The current market situation reminds me of some quotes by "wise men" of the past:
"It's all about the Benjamins baby" — Rapper P Diddy
"Follow the money" — Watergate's Deep Throat
"Go where the money is" — Bankrobber Willie Sutton
The bottom line currently is that the declining dollar seems to be more and more of the impetus pushing dollar-denominated assets such as U.S. stocks [using (SPY) ETF as a proxy], gold (GLD), and crude oil (USO).
Historically there is NOT a strong correlation between the movements of the dollar and these assets. However, since last June we've seen an inverse relationship between these widely traded securities. We're using the (UUP) ETF as representing the dollar, since all four of these ETFs are widely available for trading for virtually all investors.
You can see in the relative performance chart below that UUP is down over 17% since June 2010. And during this exact time, we've seen a relatively steady uptrend in SPY, GLD, and USO, which are up 22% to 35% in that same time frame.
This certainly looks to me as if the declining dollar tail is wagging the asset dog.

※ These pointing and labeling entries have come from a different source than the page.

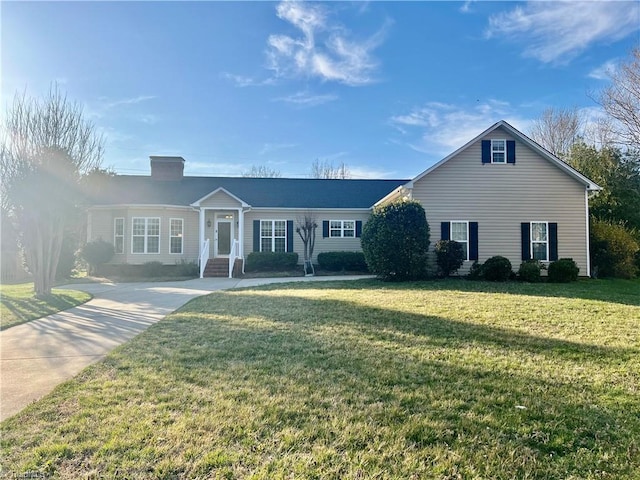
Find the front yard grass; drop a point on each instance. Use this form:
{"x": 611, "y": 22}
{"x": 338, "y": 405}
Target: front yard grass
{"x": 332, "y": 380}
{"x": 19, "y": 305}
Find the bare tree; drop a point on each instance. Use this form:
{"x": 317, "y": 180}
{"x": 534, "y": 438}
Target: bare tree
{"x": 558, "y": 129}
{"x": 46, "y": 147}
{"x": 262, "y": 171}
{"x": 621, "y": 100}
{"x": 325, "y": 169}
{"x": 306, "y": 229}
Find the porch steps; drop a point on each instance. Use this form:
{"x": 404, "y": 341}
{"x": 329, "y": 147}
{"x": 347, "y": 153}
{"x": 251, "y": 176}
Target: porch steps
{"x": 217, "y": 267}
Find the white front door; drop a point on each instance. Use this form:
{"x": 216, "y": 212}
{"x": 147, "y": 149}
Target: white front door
{"x": 223, "y": 237}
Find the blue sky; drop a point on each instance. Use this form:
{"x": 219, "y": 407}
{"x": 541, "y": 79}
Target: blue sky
{"x": 388, "y": 88}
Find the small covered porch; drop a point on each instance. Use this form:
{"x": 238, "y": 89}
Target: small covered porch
{"x": 221, "y": 230}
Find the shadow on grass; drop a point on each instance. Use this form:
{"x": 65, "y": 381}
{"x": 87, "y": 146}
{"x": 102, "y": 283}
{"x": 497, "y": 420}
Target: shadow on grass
{"x": 32, "y": 308}
{"x": 625, "y": 292}
{"x": 390, "y": 391}
{"x": 372, "y": 362}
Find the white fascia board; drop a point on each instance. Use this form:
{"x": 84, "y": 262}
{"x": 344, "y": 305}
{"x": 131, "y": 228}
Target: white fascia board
{"x": 223, "y": 190}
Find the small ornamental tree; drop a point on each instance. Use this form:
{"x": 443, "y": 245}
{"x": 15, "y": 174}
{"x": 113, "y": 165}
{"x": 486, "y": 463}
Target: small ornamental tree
{"x": 395, "y": 241}
{"x": 306, "y": 229}
{"x": 449, "y": 257}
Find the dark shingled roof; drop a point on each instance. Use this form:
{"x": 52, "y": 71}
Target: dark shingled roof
{"x": 257, "y": 192}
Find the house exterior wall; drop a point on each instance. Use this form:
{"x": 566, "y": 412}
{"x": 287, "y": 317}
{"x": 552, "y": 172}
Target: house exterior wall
{"x": 327, "y": 244}
{"x": 102, "y": 226}
{"x": 502, "y": 196}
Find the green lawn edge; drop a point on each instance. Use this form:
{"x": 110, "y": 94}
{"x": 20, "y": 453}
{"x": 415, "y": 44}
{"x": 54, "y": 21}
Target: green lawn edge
{"x": 363, "y": 379}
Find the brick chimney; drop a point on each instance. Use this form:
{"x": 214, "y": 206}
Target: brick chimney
{"x": 167, "y": 168}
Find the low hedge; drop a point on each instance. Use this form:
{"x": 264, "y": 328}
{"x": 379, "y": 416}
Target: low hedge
{"x": 564, "y": 270}
{"x": 338, "y": 261}
{"x": 271, "y": 261}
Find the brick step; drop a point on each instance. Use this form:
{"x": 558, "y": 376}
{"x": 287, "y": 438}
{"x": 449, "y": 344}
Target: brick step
{"x": 218, "y": 267}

Money held in dollars has flowed into stocks, gold, and oil as they become relatively "cheaper." And you don't want to fade this type of strong trend, as the many bears have found when their paws keep getting trapped on days like Wednesday with huge gains in the markets.

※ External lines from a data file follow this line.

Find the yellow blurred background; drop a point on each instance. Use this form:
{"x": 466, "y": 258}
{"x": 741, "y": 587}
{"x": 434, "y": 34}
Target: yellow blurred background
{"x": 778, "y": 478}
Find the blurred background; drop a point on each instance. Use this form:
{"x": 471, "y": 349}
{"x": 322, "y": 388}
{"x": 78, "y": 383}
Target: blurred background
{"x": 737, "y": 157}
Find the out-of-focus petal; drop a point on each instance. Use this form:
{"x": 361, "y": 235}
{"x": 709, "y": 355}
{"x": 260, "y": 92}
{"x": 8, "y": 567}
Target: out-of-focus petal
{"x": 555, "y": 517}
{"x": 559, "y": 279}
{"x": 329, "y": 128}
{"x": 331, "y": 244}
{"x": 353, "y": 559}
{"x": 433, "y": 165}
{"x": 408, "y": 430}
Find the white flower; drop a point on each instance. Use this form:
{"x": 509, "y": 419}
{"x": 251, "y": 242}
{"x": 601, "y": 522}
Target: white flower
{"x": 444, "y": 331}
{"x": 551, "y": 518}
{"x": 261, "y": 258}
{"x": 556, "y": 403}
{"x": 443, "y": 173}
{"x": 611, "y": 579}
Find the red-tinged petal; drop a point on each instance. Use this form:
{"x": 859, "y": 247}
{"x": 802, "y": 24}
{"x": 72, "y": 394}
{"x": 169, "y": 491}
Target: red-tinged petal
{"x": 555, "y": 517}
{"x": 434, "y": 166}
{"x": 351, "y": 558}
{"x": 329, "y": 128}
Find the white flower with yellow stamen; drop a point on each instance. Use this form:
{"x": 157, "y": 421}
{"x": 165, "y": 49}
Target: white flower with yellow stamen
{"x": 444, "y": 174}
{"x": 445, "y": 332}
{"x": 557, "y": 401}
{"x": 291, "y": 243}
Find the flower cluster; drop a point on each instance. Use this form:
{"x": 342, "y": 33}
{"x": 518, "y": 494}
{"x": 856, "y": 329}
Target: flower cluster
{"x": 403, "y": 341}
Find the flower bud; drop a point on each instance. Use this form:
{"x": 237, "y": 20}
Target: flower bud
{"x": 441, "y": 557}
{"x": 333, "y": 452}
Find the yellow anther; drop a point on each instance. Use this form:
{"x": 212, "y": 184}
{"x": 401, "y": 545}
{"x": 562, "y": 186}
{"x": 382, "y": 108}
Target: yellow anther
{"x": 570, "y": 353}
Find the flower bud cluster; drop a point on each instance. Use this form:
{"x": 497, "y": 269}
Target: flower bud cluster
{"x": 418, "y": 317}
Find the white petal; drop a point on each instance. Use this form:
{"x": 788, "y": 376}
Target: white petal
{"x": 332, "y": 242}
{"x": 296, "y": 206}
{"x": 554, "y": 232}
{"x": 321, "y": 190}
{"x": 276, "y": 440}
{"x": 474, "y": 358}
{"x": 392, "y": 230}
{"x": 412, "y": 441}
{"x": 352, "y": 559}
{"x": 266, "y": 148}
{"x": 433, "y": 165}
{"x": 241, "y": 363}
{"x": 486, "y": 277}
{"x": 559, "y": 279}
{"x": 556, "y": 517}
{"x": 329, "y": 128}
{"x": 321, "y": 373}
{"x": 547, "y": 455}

Long-term, as I've stated many times, a weak currency is NOT a good thing for an economy/country in my view. The U.S. economy has thrived many times in the past when we had a strong dollar. In fact, the risk of inflation rises grows as the dollar drops (and some may see this rally in stocks, gold and oil as a form of asset inflation).
A weak/declining currency is a sign of a country with a poor balance sheet — and while we're not at the point of no return/third world status yet, a collapsing currency is what has caused hyper-inflation (and even revolutions/regime changes) historically in countries around the world.
Take a look at the Federal Reserve's own long-term charts for the Major Currency Index and Broad Currency Index below (this and much other good data is available for free download at the Fed Reserve website).
You can see that the Major Currency Index in place since 1973 is on the verge of breaking to new all-time lows — although we haven't yet eclipsed the lows of a couple years ago during the financial crisis. Both of these dollar measures are clearly in sharp multi-year downtrends.
(Click to enlarge)
To see the loss of "wealth effect" for Americans, simply compare what traveling to continental Europe would cost now versus what it did 10 years ago (and to the historical ranges of the currency exchange rates). Remember that the euro (FXE) was originally designed to trade around 1.00 and it stayed within a 0.80 to 1.20 range for several years after it was created — it closed today at 1 euro = 1.45 dollar.
The Japanese yen (FXY) is similarly very strong historically versus the dollar currently. Other currencies such as the Australian dollar and Canadian dollar that have big made gains against the U.S. dollar can be somewhat explained by the relative importance of natural resources to their economies.
So these are more countries where an American feels much "poorer" than he/she would have in the past — some point to the possible short-term economic/earnings benefit that our exports will be cheaper from a weak currency, but the drawbacks far outweigh the benefits in my view (and history generally backs this up).
In sum, as we always say "the trend is your friend" when it comes to investing and trading. And the trend now is a declining dollar which seems to be helping push many assets such as gold, oil and even stocks higher — so "don't fade the trend" for now, but keep in mind, from a U.S. citizen's perspective, that long-term a weak currency is not a good thing for our standard of living and economy.
Disclosure: ETF TRADR premium clients have been holding gold and energy bullish option trades. I am long USO. Clients are long GLD and XLE option positions. I also hold a short-term crude oil binary options position.